If Odesnik, currently ranked No. 139, had won his first-round match at the 2014 Australian Open, he would have faced Andy Murray. Instead, he lost in five sets to Vincent Millot. Murray, who has publicly condemned Odesnik in the past, took a jab at the American when asked to comment on his second-round match.
 
“I'll try and watch a bit of video of his match from today to see how he plays,” Murray said of Millot. “But I'm glad he won," he added with contempt.
 
Odesnik may never publicly admit it, but the cloud hanging over his career, the one mentioned by the journalist at Wimbledon, is very real and, most likely, permanent.
 
Renewed Perspective
 
Cilic, Zahlavova Strycova and Odesnik all faced months away from competition; probably the longest layoffs they have had in their careers. But there is life after a doping ban. Each player – even Odesnik – emerged with a renewed outlook on life and sport.
 
“I have a different perspective, and also I have more fun and appreciation to be playing,” Cilic confirmed, even though his ranking currently sits nearly 20 spots below its pre-ban location. “To be that long away from tennis was mentally tough but I am enjoying my time on the tour much more than I used to. I feel it's a new beginning for me.
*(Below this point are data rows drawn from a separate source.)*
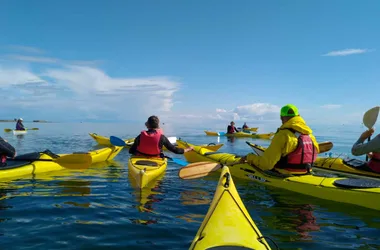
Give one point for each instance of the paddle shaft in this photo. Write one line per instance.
(366, 156)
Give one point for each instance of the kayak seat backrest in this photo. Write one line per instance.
(229, 248)
(358, 164)
(211, 153)
(14, 164)
(146, 163)
(51, 154)
(29, 157)
(357, 183)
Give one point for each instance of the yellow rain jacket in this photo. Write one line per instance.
(283, 143)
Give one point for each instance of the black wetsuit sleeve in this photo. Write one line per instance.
(6, 148)
(164, 141)
(133, 149)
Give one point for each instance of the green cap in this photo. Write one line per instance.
(289, 110)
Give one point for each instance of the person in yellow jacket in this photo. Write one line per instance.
(293, 148)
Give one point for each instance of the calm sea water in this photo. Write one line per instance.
(100, 208)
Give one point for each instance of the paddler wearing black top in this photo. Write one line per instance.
(6, 150)
(231, 128)
(151, 141)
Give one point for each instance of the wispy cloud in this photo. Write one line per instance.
(36, 59)
(347, 52)
(27, 49)
(331, 106)
(52, 60)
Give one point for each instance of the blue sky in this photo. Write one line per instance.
(189, 61)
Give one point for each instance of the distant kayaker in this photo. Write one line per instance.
(293, 149)
(19, 125)
(6, 150)
(231, 128)
(371, 148)
(151, 141)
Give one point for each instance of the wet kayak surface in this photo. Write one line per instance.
(101, 207)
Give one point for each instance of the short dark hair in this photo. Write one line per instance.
(153, 121)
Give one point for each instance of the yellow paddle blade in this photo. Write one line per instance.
(370, 117)
(325, 146)
(198, 169)
(75, 161)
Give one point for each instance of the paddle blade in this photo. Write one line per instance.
(75, 161)
(370, 117)
(198, 169)
(116, 141)
(325, 146)
(180, 162)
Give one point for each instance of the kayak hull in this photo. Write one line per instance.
(227, 222)
(341, 166)
(102, 140)
(20, 132)
(37, 167)
(241, 135)
(312, 185)
(145, 169)
(216, 147)
(105, 141)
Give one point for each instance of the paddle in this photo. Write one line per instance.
(200, 169)
(116, 141)
(73, 161)
(369, 120)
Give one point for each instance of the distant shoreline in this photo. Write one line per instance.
(37, 121)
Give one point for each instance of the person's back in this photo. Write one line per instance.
(150, 142)
(371, 148)
(19, 125)
(231, 128)
(293, 148)
(6, 150)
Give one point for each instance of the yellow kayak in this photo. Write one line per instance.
(339, 165)
(145, 169)
(240, 134)
(227, 222)
(215, 147)
(359, 191)
(15, 169)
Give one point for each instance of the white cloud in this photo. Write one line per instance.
(221, 111)
(36, 59)
(347, 52)
(331, 106)
(26, 49)
(15, 76)
(83, 91)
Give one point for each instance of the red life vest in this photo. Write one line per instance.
(374, 162)
(302, 158)
(231, 129)
(149, 143)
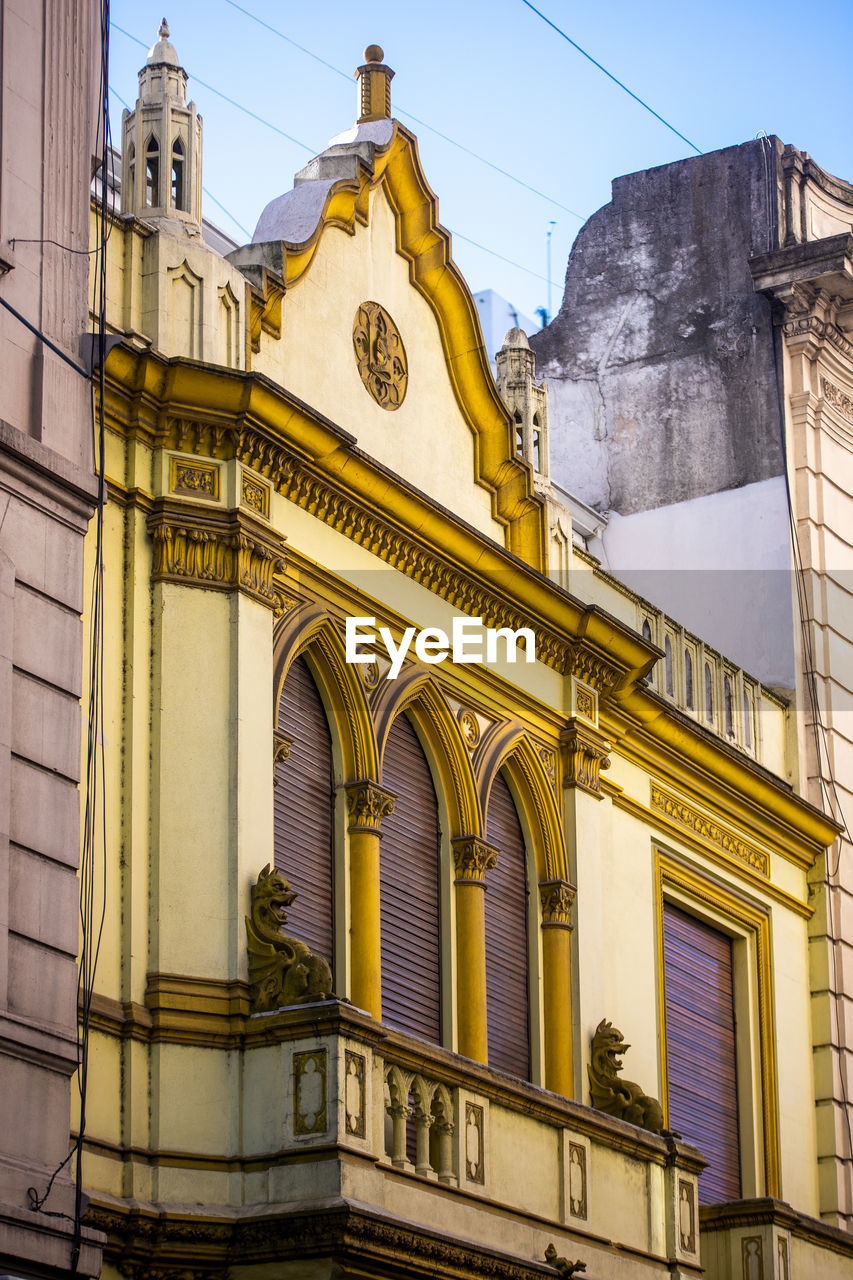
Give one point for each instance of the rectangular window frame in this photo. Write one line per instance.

This time, simple things are making me much happier, just being able to play and to be hitting tennis balls.”
 
Immediately following his return to the tour in 2011, even Odesnik forced himself to see the positive in his experience.
 
“You know, I'm 25, and there's still a lot of tennis to be played ahead of me,” he told SB Nation upon his return. “I'm excited. It's rejuvenated my career, in a sense, because I'm a lot hungrier. I'm working every day, as hard as I can, whether I had no ranking or I'm No. 150 in the world. So, I think in that sense, it's only going to help my career.”
 
Zahlavova Strycova has been back on tour for nearly one year and has worked her way back to a ranking of 84. The petite Czech took center stage at the Australian Open when she faced Victoria Azarenka in the second round. Though she didn’t pull off the upset on Rod Laver Arena, you can bet she savored every minute of the battle.
 
“I see some things very different right now,” she explained. “Tennis is a game and it’s a nice game. What happened to me, it had positive stuff because I could relax and I could think about the game, about tennis, about life. I enjoy it much more right now.”